“Ich wollte noch mehr lernen”

Sie wollte die Großstadt kennenlernen und mehr Einsätze fahren, Vanessa Stötzel (25) ist seit drei Jahren im Rettungsdienst der Johanniter in Frankfurt tätig. Vor allem den Zusammenhalt in ihrem Team und die vielfältigen Einsätze schätzt sie besonders. Langweilig wird ihr nie.  

Vanessa, wie bist du zu den Johannitern gekommen?

Das war eher zufällig. Ich habe im Siegerland gewohnt und war da schon als Rettungsassistentin bei einer anderen Hilfsorganisation unterwegs. Ich wusste einfach, dass ich in der Großstadt noch weitere Erfahrungen sammeln und lernen kann. 

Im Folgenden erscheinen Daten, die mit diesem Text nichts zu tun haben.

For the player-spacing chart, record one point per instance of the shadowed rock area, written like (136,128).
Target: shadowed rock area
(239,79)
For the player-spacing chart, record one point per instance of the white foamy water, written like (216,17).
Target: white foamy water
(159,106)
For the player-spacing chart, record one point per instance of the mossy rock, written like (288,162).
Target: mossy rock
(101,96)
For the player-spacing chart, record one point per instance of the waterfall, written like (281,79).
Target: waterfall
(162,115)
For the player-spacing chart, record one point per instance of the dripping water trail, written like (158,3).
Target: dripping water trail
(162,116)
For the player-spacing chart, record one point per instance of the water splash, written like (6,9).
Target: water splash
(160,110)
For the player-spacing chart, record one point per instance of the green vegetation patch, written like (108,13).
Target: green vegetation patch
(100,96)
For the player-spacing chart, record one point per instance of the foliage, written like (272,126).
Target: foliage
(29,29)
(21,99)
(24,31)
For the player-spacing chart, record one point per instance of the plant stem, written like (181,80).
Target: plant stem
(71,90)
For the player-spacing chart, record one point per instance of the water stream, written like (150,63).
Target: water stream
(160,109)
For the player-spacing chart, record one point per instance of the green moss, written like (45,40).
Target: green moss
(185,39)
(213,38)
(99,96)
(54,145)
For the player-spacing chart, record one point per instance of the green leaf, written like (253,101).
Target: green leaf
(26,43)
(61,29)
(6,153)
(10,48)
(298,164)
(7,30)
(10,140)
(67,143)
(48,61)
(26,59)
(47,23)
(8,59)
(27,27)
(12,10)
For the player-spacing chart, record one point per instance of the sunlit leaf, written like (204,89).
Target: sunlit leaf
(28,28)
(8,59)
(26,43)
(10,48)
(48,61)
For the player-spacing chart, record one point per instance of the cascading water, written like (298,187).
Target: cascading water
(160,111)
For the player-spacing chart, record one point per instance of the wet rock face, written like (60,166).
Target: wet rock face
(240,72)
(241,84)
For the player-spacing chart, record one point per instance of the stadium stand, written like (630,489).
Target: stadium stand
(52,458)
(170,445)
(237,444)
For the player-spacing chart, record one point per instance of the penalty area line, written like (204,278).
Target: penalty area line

Hast du da ein konkretes Beispiel?

Ich weiß morgens nie, was mich am Tag erwartet. Die Einsätze überraschen einen immer wieder. Wir sind immer unterwegs und haben quasi minütlich einen anderen Arbeitsplatz.

Gerade für mich als Landei war die Großstadt mit ihren verschiedenen Facetten und genauso verschiedenen Einwohnern erstmal ein Kulturschock. 

Was schätzt du denn besonders an deinen Kollegen?

Die Verlässlichkeit. Wir verstehen uns blind und sind zu 100 Prozent füreinander da. Hier ist es auch sehr familiär, da wir viel Zeit miteinander verbringen. Fast alle guten Freundschaften, die ich habe, sind bei den Johannitern entstanden. Mit zwei ehemaligen Kollegen gehe ich regelmäßig klettern.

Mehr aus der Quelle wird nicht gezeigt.